We are a ComScore vCE agency. We are not a Nielsen OCR agency. They are very different as far as delivery is concerned. I worry about that. So we have very challenging conversations in the marketplace. OCR is the Facebook universe. Facebook is getting older. If that continues to be the only universe of OCR, we’re going to see some revenue getting hit really hard on those younger demos. And then it’s going to be, “What happened?” I just know we are not moving forward and fixing either one of these measurements.
TVWeek: Is this one of those issues where the biggest hurdle is that not enough money is being thrown at the problem to fix it?
Merrifield: No, I don’t think that’s it. We are in a disruptive phase in our industry. We all have to get to the table and come up with a solution.
Look, this is a phenomenal business. We all keep moving forward and every day is something different and we all need to try our best to stay on top of it as much as possible. Another agency might have different opinions about something, but I think all the agencies are, at the end of the day, looking to do the best thing not only for our clients, but for the consumers of our clients’ brands. And if we stay laser-focused on that, it’s all very clear. If the consumers are changing their behaviors, we have to change with them. If we don’t then we are not providing differentiation for our clients.
TVWeek: Last question: What is it that keeps you up at night?

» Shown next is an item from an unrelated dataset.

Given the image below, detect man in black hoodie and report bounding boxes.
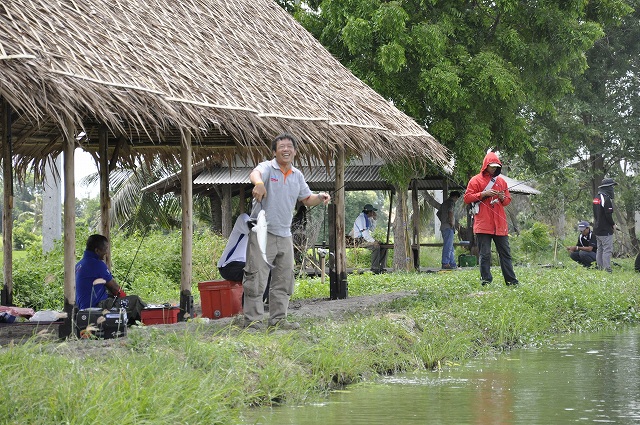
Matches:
[592,178,617,273]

Merrifield: With digital channels, we have to get better at operational excellence. We have to get better, as I mentioned, about the frequency. We have to make sure that our consumer experience is a good one. And right now, if you talk to anybody, the frequency of seeing those spots is the biggest complaint. It’s like getting hit over the head and it’s a turn-off. Digital needs to take the lessons from the linear guys that made them so strong and so powerful and so wonderful for our consumers. On the linear side, we need them to be more dynamic and ready for change quicker than they currently are. I think there is a happy medium for both.